Researchers uncover a novel cyberattack scheme called “LLMjacking” exploiting stolen cloud credentials to hijack powerful AI models. This article explores the implications of attackers leveraging large language models (LLMs) for malicious purposes and offers security recommendations for the cloud and AI communities.

The world of artificial intelligence (AI) is rapidly evolving, offering incredible potential for innovation and progress. However, with great power comes great risk, and a recent discovery by the Sysdig Threat Research Team (TRT) exposes one such risk. 

Reportedly, researchers have discovered a novel cyberattack scheme, dubbed, LLMjacking, in which, threat actors gain access to the cloud environment and attempt to access local Large Language Models (LLMs) hosted by cloud providers.

In the blog post, Sysdig’s security researcher Alessandro Brucato explained that cybercriminals are targeting systems running outdated software using stolen cloud credentials, most likely obtained from compromised cloud accounts, to infiltrate systems running the LLMs to unlock the treasure trove of their capabilities.

According to researchers, before the release of their research, attackers had already accessed LLM models across ten different AI services, including Anthropic, AWS Bedrock, Google Cloud Vertex AI, Mistral, and OpenAI.

In one case, a local Claude (v2/v3) LLM model from Anthropic was targeted, where attackers breached a vulnerable Laravel Framework system, executing the intrusion by gaining access to Amazon Web Services (AWS) credentials through exploiting a vulnerability, CVE-2021-3129. An open-source Python script was used to access compromised accounts. 

Researchers found that attackers are tampering with logging settings in compromised systems, indicating a deliberate attempt to evade detection while using stolen LLM access, highlighting the growing sophistication of cybercriminals.

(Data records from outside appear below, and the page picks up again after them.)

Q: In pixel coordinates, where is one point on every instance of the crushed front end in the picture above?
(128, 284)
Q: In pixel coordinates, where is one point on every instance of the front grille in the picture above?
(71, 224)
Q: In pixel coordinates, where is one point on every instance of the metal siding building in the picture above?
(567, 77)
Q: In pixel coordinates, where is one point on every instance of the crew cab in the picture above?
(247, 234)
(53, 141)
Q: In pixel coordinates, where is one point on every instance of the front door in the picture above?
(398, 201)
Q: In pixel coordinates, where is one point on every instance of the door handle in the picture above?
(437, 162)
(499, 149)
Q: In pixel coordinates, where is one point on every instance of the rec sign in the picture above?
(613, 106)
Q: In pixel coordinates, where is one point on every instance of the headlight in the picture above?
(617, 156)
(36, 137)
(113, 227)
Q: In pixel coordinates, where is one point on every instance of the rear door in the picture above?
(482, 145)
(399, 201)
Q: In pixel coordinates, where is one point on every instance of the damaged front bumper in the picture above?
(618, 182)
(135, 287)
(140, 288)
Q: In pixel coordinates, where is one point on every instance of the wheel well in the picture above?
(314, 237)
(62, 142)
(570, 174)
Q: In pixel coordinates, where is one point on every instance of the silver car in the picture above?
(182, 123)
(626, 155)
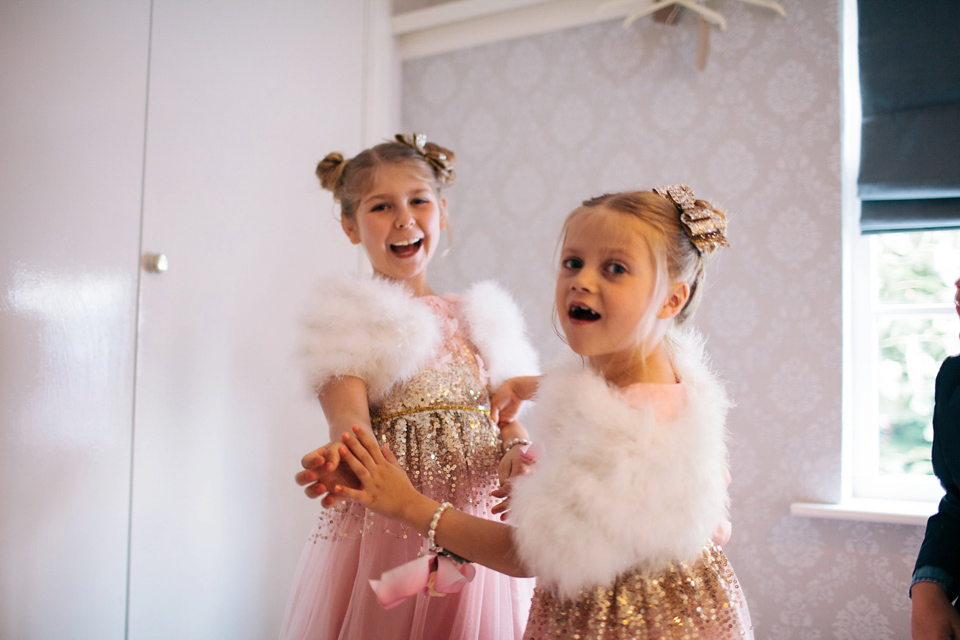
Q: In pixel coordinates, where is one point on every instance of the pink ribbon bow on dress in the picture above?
(435, 575)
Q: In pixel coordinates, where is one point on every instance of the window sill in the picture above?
(862, 510)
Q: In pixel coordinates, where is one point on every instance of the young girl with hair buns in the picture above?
(413, 370)
(619, 519)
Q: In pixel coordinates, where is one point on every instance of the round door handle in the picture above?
(155, 262)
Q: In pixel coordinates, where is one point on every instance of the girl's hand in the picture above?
(506, 401)
(513, 464)
(502, 507)
(384, 486)
(320, 473)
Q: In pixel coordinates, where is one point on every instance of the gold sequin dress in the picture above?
(437, 424)
(699, 601)
(627, 480)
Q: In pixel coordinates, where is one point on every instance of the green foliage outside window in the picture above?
(917, 327)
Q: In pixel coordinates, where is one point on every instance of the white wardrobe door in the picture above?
(73, 83)
(245, 98)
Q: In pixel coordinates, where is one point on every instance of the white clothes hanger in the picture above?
(697, 6)
(707, 17)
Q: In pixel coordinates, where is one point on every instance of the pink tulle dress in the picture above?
(438, 426)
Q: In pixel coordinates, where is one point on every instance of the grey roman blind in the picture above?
(910, 134)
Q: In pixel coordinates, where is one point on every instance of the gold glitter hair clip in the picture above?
(704, 225)
(432, 153)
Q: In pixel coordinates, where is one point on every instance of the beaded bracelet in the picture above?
(432, 531)
(512, 443)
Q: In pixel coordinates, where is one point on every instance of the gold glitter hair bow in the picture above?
(704, 225)
(432, 154)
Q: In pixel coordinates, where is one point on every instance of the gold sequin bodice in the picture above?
(438, 425)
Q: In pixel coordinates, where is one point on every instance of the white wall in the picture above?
(151, 424)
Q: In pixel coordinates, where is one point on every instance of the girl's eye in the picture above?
(616, 268)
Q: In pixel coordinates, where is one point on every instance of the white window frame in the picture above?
(861, 479)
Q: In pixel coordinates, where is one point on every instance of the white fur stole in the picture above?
(376, 330)
(614, 489)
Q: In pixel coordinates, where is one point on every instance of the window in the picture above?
(901, 240)
(904, 326)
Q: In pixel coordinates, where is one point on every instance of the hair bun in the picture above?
(330, 170)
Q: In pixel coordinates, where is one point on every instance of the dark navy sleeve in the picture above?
(940, 552)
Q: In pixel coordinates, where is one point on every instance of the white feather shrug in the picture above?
(376, 330)
(614, 489)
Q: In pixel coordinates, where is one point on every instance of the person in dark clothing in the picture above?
(936, 576)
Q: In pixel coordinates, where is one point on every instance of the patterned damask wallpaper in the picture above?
(540, 123)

“If undiscovered, this type of attack could result in over $46,000 of LLM consumption costs per day for the victim,” Brucato noted.

But what’s the motive? 

Unlike traditional hacking focused on stealing data or disrupting operations, LLMjacking seems driven by profit. However, there’s a twist- researchers believe the attackers aren’t after the data stored within the LLMs themselves.  Instead, they’re aiming to sell access to the AI models’ capabilities to other criminals.

That’s because no legitimate LLM queries were run during the verification phase, only determining the credentials’ capabilities and quotas. The keychecker integrates with oai-reverse-proxy, a reverse proxy server for LLM APIs, suggesting that attackers are providing access to compromised accounts without exposing the underlying credentials.

This discovery highlights the need for a multi-pronged approach to securing AI. Sysdig recommends implementing robust vulnerability and secrets management practices, along with Cloud Security Posture Management or Cloud Infrastructure Entitlement Management solutions, to minimize permissions and prevent unauthorized access.